Despite the fact virtually nobody can get their hands on a PlayStation 5 right now, Sony's next-gen console has played a blinder so far this year. According to a new report, the PlayStation 5 outsold the Xbox Series X by more than double in the first three months of 2021 - although the Nintendo Switch beat both rivals combined.
This is according to research from data and analytics firm Ampere Analysis (thanks, VGC), which claims Sony sold an impressive 2.83 million PlayStation 5 consoles in the first quarter of the year. The same firm found that the Xbox Series X and Xbox Series S consoles managed a combine total of 1.31 million in the same period.
Nintendo sold 5.86 million Switch consoles during the first quarter; up a hefty 12% compared to Q1 2020.
Take a look at our interview with Aaron Greeberg about the future of Xbox below!
It's important to note that Microsoft hasn't actually provided any official figures for Xbox Series X/S, although it did confirm that hardware revenue was up 232% year-on-year, driven by demand for the next-gen consoles. Both Sony and Microsoft expect supply issues. Sony is of the opinion that PlayStation 5 shortages will run into at least 2022, while Microsoft expects its short supply to least until June 2021. It'll be interesting to see if that shifts the balance at all.
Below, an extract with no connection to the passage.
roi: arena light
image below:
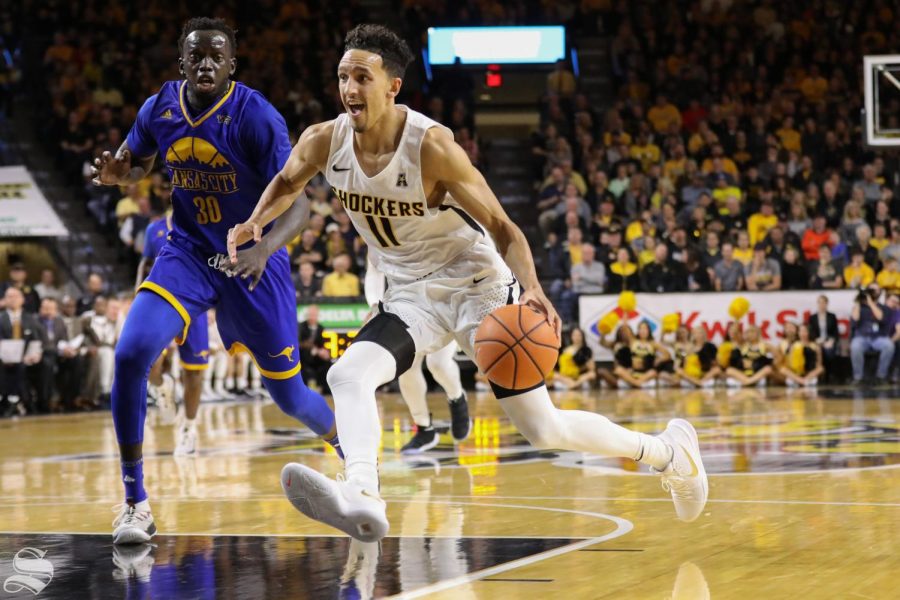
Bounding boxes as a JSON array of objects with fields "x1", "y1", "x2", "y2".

"Both Sony and Microsoft's new consoles are suffering from supply constraints and unpredictable availability," explained Ampere Analysis analyst Piers Harding-Rolls. "Sony will be pleased that its PS4 market share is continuing into the new generation but it is very hard to gauge real demand under the current market conditions."
Taiwan Semiconductor Manufacturing Co. is one of the biggest manufacturers of semiconductors - a vital component in both consoles. The company CEO has predicted that the difficult Sony and Microsoft face in precuring these parts will be a long-term issue that could last for a few years.
"We see the demand continue to be high. In 2023, I hope we can offer more capacity to support our customers," a statement from the company reads. "At that time, we'll start to see the supply chain tightness release a little bit."